Tuesday, April 7, 2015

The Ghost in the Well

Pre-marital sex and the consequences of social ostracization if the mother gets pregnant is a fairly common theme in many stories of a family member who did not conform to the cultural norms of a certain group. This is true for Kingston’s short story, “No Name Woman.” However, something that I think made this story unique for me was the motif of ghosts. Kingston uses ghosts as a way to express various aspects of the consequences for the aunt getting pregnant, and the narrator even uses this as a way for her to understand her cultural and sexual identity within the context of being a part of both Chinese and American culture.
            The first time that we see her use the image of a ghost is when she retells the first time that her mother told her the story of her aunt who killed herself by drowning herself in the well with her newborn baby. Her mother tells her that her aunt was called “pig” and “ghost” (5). This first image sparks for the narrator the idea of her aunt believing herself a ghost before she even died. Later, in her imaginings of what could have been her aunt’s story of how she came to be pregnant and her feelings through the whole process, she imagines her own family calling her a ghost and even a “dead ghost” (14) as though being a ghost didn’t imply death as it was.

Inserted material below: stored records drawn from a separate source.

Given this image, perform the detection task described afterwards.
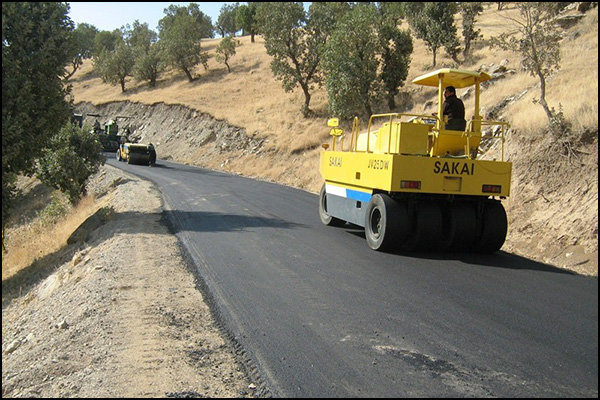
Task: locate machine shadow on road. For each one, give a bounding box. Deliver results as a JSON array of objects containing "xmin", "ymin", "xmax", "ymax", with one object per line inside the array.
[
  {"xmin": 345, "ymin": 225, "xmax": 577, "ymax": 275},
  {"xmin": 163, "ymin": 210, "xmax": 303, "ymax": 233}
]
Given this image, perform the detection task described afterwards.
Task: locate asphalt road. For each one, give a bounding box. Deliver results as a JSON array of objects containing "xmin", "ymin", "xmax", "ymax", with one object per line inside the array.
[{"xmin": 108, "ymin": 156, "xmax": 598, "ymax": 397}]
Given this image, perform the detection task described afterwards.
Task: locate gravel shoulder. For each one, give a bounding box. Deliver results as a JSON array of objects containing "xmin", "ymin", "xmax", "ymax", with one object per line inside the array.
[{"xmin": 2, "ymin": 166, "xmax": 258, "ymax": 397}]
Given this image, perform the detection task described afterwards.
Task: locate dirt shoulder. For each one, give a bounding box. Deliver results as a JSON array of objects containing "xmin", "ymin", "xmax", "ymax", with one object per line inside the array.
[{"xmin": 2, "ymin": 166, "xmax": 258, "ymax": 397}]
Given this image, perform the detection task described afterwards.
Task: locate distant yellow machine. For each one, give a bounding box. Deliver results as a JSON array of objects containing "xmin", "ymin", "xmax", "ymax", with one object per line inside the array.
[{"xmin": 319, "ymin": 68, "xmax": 512, "ymax": 252}]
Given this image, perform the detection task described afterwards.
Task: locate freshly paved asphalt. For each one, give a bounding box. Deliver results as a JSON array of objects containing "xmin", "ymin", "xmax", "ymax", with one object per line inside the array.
[{"xmin": 108, "ymin": 155, "xmax": 598, "ymax": 397}]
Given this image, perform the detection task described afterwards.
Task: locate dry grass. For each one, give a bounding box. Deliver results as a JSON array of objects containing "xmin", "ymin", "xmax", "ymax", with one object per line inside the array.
[
  {"xmin": 2, "ymin": 188, "xmax": 99, "ymax": 281},
  {"xmin": 68, "ymin": 4, "xmax": 598, "ymax": 191}
]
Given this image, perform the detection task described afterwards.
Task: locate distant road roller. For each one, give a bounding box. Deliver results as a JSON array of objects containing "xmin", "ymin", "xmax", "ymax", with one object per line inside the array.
[{"xmin": 319, "ymin": 69, "xmax": 512, "ymax": 252}]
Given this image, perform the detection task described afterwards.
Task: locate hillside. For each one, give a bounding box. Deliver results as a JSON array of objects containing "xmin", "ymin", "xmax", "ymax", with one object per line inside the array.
[{"xmin": 67, "ymin": 5, "xmax": 598, "ymax": 275}]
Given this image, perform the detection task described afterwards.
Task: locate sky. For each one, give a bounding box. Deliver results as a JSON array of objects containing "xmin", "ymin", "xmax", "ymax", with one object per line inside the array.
[{"xmin": 69, "ymin": 1, "xmax": 228, "ymax": 31}]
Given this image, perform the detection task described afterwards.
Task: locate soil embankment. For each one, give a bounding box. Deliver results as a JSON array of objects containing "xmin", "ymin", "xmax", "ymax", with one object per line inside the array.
[{"xmin": 2, "ymin": 167, "xmax": 260, "ymax": 398}]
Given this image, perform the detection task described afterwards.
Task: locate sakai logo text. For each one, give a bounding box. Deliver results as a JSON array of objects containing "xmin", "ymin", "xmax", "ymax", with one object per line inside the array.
[
  {"xmin": 329, "ymin": 156, "xmax": 342, "ymax": 167},
  {"xmin": 368, "ymin": 160, "xmax": 390, "ymax": 169},
  {"xmin": 433, "ymin": 161, "xmax": 475, "ymax": 175}
]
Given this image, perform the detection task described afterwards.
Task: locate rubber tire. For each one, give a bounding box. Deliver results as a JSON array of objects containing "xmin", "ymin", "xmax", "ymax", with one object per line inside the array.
[
  {"xmin": 365, "ymin": 194, "xmax": 408, "ymax": 251},
  {"xmin": 400, "ymin": 201, "xmax": 443, "ymax": 251},
  {"xmin": 440, "ymin": 202, "xmax": 477, "ymax": 251},
  {"xmin": 475, "ymin": 201, "xmax": 508, "ymax": 253},
  {"xmin": 319, "ymin": 185, "xmax": 346, "ymax": 226}
]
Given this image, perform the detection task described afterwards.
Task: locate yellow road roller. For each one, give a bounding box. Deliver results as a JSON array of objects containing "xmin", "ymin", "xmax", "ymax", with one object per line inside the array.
[{"xmin": 319, "ymin": 68, "xmax": 512, "ymax": 252}]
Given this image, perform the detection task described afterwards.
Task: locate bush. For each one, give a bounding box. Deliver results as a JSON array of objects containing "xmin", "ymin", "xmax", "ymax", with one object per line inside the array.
[{"xmin": 37, "ymin": 122, "xmax": 106, "ymax": 203}]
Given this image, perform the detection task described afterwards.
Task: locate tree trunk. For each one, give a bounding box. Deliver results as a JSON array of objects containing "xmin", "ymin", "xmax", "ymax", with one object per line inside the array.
[
  {"xmin": 537, "ymin": 71, "xmax": 553, "ymax": 125},
  {"xmin": 388, "ymin": 93, "xmax": 396, "ymax": 111},
  {"xmin": 181, "ymin": 67, "xmax": 194, "ymax": 82},
  {"xmin": 300, "ymin": 85, "xmax": 310, "ymax": 118}
]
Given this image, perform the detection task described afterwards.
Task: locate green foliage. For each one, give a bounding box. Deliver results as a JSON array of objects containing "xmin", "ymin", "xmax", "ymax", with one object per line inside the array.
[
  {"xmin": 36, "ymin": 123, "xmax": 105, "ymax": 203},
  {"xmin": 323, "ymin": 4, "xmax": 381, "ymax": 117},
  {"xmin": 2, "ymin": 2, "xmax": 73, "ymax": 238},
  {"xmin": 492, "ymin": 2, "xmax": 564, "ymax": 130},
  {"xmin": 323, "ymin": 4, "xmax": 413, "ymax": 118},
  {"xmin": 65, "ymin": 23, "xmax": 98, "ymax": 80},
  {"xmin": 158, "ymin": 3, "xmax": 212, "ymax": 82},
  {"xmin": 92, "ymin": 29, "xmax": 122, "ymax": 56},
  {"xmin": 126, "ymin": 20, "xmax": 165, "ymax": 87},
  {"xmin": 216, "ymin": 36, "xmax": 240, "ymax": 72},
  {"xmin": 403, "ymin": 2, "xmax": 458, "ymax": 67},
  {"xmin": 236, "ymin": 2, "xmax": 258, "ymax": 43},
  {"xmin": 93, "ymin": 40, "xmax": 135, "ymax": 92},
  {"xmin": 216, "ymin": 3, "xmax": 240, "ymax": 37},
  {"xmin": 378, "ymin": 20, "xmax": 413, "ymax": 110},
  {"xmin": 257, "ymin": 2, "xmax": 345, "ymax": 117},
  {"xmin": 458, "ymin": 2, "xmax": 483, "ymax": 57}
]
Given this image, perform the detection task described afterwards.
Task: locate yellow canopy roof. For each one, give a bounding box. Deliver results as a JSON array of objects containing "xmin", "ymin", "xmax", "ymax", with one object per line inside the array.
[{"xmin": 412, "ymin": 68, "xmax": 492, "ymax": 89}]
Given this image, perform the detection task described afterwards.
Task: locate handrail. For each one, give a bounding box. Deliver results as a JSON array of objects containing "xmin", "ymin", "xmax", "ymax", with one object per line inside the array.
[{"xmin": 366, "ymin": 113, "xmax": 439, "ymax": 153}]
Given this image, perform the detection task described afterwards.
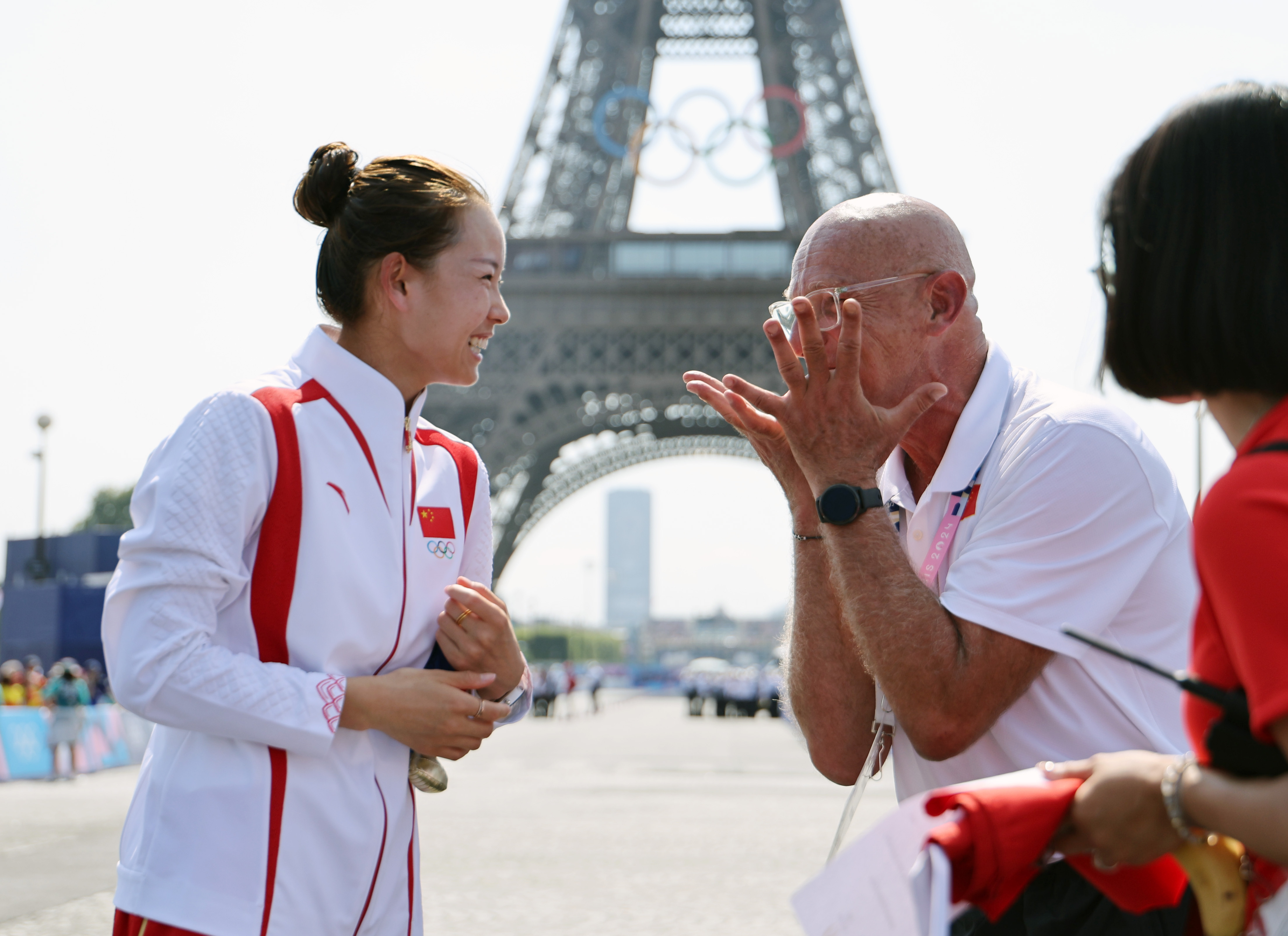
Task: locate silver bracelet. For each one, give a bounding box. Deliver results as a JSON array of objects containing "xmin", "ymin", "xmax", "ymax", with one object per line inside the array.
[{"xmin": 1159, "ymin": 750, "xmax": 1207, "ymax": 844}]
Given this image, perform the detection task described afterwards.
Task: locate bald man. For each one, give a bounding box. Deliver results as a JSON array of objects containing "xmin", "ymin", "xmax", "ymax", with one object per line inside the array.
[{"xmin": 684, "ymin": 195, "xmax": 1196, "ymax": 936}]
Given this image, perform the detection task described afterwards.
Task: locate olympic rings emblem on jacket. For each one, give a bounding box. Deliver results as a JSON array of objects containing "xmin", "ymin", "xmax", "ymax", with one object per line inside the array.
[
  {"xmin": 425, "ymin": 539, "xmax": 456, "ymax": 560},
  {"xmin": 591, "ymin": 85, "xmax": 805, "ymax": 186}
]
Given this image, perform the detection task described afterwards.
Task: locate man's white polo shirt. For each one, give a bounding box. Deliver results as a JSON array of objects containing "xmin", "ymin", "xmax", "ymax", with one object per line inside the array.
[{"xmin": 880, "ymin": 344, "xmax": 1198, "ymax": 799}]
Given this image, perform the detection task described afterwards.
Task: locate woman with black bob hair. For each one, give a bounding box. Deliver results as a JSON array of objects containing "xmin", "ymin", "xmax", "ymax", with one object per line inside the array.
[{"xmin": 1043, "ymin": 83, "xmax": 1288, "ymax": 936}]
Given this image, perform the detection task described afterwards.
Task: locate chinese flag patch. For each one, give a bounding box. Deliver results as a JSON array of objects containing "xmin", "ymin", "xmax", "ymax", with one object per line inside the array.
[{"xmin": 416, "ymin": 507, "xmax": 456, "ymax": 539}]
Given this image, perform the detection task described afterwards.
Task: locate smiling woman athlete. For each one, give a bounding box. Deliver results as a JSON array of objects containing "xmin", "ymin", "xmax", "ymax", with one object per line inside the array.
[{"xmin": 103, "ymin": 143, "xmax": 531, "ymax": 936}]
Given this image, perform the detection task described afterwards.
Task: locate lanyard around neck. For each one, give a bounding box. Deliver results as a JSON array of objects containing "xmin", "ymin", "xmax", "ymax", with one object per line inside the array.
[{"xmin": 917, "ymin": 465, "xmax": 984, "ymax": 588}]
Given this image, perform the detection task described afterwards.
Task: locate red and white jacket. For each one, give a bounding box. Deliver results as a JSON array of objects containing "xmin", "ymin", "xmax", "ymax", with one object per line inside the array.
[{"xmin": 103, "ymin": 327, "xmax": 531, "ymax": 936}]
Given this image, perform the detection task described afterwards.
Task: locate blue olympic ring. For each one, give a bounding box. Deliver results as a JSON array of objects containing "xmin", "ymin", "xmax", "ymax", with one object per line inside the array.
[
  {"xmin": 591, "ymin": 88, "xmax": 656, "ymax": 159},
  {"xmin": 591, "ymin": 85, "xmax": 806, "ymax": 186},
  {"xmin": 425, "ymin": 539, "xmax": 456, "ymax": 560}
]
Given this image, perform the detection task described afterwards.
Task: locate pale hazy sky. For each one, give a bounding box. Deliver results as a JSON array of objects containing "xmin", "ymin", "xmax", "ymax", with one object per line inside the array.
[{"xmin": 0, "ymin": 0, "xmax": 1288, "ymax": 620}]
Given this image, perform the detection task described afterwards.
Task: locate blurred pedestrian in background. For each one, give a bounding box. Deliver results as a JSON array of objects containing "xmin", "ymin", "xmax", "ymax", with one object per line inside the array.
[
  {"xmin": 0, "ymin": 660, "xmax": 27, "ymax": 705},
  {"xmin": 532, "ymin": 666, "xmax": 556, "ymax": 718},
  {"xmin": 1049, "ymin": 83, "xmax": 1288, "ymax": 936},
  {"xmin": 586, "ymin": 660, "xmax": 604, "ymax": 715},
  {"xmin": 22, "ymin": 654, "xmax": 45, "ymax": 705},
  {"xmin": 84, "ymin": 658, "xmax": 112, "ymax": 705},
  {"xmin": 44, "ymin": 659, "xmax": 89, "ymax": 780}
]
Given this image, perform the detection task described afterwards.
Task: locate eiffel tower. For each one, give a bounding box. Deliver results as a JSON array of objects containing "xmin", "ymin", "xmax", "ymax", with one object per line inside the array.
[{"xmin": 425, "ymin": 0, "xmax": 895, "ymax": 576}]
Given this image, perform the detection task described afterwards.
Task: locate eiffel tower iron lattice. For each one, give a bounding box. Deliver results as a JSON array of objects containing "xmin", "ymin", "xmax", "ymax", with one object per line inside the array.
[{"xmin": 425, "ymin": 0, "xmax": 895, "ymax": 576}]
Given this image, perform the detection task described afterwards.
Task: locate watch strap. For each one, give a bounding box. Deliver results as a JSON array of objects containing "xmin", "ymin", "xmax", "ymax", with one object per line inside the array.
[{"xmin": 497, "ymin": 682, "xmax": 524, "ymax": 705}]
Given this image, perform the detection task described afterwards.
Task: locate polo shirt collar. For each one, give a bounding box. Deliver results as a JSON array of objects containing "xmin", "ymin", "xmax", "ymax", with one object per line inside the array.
[
  {"xmin": 880, "ymin": 342, "xmax": 1011, "ymax": 511},
  {"xmin": 295, "ymin": 325, "xmax": 425, "ymax": 477}
]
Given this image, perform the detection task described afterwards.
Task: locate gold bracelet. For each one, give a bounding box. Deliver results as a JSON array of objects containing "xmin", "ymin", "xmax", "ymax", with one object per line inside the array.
[{"xmin": 1159, "ymin": 750, "xmax": 1207, "ymax": 844}]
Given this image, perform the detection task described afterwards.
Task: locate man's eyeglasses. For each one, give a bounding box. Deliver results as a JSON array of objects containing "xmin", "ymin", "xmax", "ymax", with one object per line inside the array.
[{"xmin": 769, "ymin": 273, "xmax": 935, "ymax": 338}]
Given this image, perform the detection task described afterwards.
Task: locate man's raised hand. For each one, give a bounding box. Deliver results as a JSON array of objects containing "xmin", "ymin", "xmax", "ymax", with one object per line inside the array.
[
  {"xmin": 684, "ymin": 370, "xmax": 814, "ymax": 508},
  {"xmin": 757, "ymin": 299, "xmax": 948, "ymax": 495}
]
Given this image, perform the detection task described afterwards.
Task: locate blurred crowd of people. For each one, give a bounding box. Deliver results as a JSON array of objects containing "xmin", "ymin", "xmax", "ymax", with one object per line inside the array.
[
  {"xmin": 532, "ymin": 660, "xmax": 604, "ymax": 718},
  {"xmin": 0, "ymin": 655, "xmax": 112, "ymax": 779},
  {"xmin": 680, "ymin": 658, "xmax": 783, "ymax": 718}
]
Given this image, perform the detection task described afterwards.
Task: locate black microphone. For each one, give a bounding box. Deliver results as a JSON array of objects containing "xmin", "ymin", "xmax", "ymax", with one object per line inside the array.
[{"xmin": 1060, "ymin": 627, "xmax": 1288, "ymax": 777}]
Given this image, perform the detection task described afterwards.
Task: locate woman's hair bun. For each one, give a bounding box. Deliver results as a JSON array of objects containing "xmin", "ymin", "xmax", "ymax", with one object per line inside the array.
[{"xmin": 295, "ymin": 143, "xmax": 358, "ymax": 227}]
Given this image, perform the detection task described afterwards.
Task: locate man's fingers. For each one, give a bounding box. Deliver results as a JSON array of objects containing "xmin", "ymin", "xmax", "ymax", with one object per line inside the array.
[
  {"xmin": 724, "ymin": 391, "xmax": 783, "ymax": 438},
  {"xmin": 890, "ymin": 383, "xmax": 948, "ymax": 438},
  {"xmin": 1038, "ymin": 761, "xmax": 1091, "ymax": 780},
  {"xmin": 725, "ymin": 374, "xmax": 784, "ymax": 419},
  {"xmin": 684, "ymin": 380, "xmax": 742, "ymax": 431},
  {"xmin": 684, "ymin": 370, "xmax": 724, "ymax": 393},
  {"xmin": 834, "ymin": 299, "xmax": 865, "ymax": 387},
  {"xmin": 762, "ymin": 318, "xmax": 805, "ymax": 389},
  {"xmin": 792, "ymin": 299, "xmax": 828, "ymax": 387}
]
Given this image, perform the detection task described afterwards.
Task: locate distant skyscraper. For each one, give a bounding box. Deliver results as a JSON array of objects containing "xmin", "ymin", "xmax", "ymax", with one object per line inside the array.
[{"xmin": 607, "ymin": 491, "xmax": 652, "ymax": 627}]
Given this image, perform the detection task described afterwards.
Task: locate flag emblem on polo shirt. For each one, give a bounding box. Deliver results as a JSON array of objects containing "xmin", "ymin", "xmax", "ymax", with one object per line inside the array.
[{"xmin": 416, "ymin": 507, "xmax": 456, "ymax": 539}]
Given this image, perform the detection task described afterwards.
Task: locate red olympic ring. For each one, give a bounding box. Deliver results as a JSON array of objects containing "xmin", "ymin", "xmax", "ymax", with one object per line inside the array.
[{"xmin": 742, "ymin": 85, "xmax": 806, "ymax": 160}]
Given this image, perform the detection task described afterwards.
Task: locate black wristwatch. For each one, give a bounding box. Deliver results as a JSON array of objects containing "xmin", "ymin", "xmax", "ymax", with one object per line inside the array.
[{"xmin": 814, "ymin": 485, "xmax": 885, "ymax": 523}]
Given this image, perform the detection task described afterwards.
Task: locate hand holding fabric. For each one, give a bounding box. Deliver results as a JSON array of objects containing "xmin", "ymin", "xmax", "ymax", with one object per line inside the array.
[
  {"xmin": 926, "ymin": 779, "xmax": 1186, "ymax": 922},
  {"xmin": 435, "ymin": 578, "xmax": 527, "ymax": 701}
]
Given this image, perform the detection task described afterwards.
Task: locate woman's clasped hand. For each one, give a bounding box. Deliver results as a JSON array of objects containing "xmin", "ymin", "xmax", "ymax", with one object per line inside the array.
[{"xmin": 340, "ymin": 666, "xmax": 510, "ymax": 761}]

This moment acts as a bridge between the villagers telling her aunt that she is a ghost and her believing that she is one.
            This takes itself up on the following page after she has given birth and she describes calls her baby “little ghost” because the child has been born into the mother’s reputation and therefore is a ghost and has no future because her once socially accepted and alive mother is now dead to their community which heavily relies upon one another. This moment creates an issue for the narrator in figuring out how to view her own sexuality and multi-culturalism. On the one hand, she has come from this culture and community which is very interconnected to everyone within the community and everything you do should be for the good and propriety of said community. However, since she appears to be of the first generation born in the US, she is also a part of a culture which is not heavily reliant on the idea of your actions being for the betterment of the community and is rather geared toward the idea that you do what is best for you.
            Here, we can see the paradox for the narrator, if she did not mind losing her Chinese family and community, she could end up pregnant as her aunt did and not have to face the same consequences because she could still have the opportunity to be successful in her life as an American.
            This, however, is still a scary thought for her because her haunts her (16). She even explains how, as someone who identifies with the Chinese culture, she knows that the Chinese “are always very frightened of the drowned one, whose weeping ghost, wet hair hanging and skin bloated, waits silently by the water to pull down a substitute” (16). While the her own images of her aunt and cousin as ghosts create sympathy for them, this final image of her aunt waiting to pull her down as a substitute is one that is chilling and terrifying because it creates an image of the aunt which paints her as someone who wants revenge against her community and no longer identifies herself with the family who disowned her and is willing to kill those who were not alive at the time of her death.

            With this, the image of the ghost changes from one that is melancholic to one that is similar to that of a poltergeist. It makes you want to watch your back and stay away from ditches filled with water.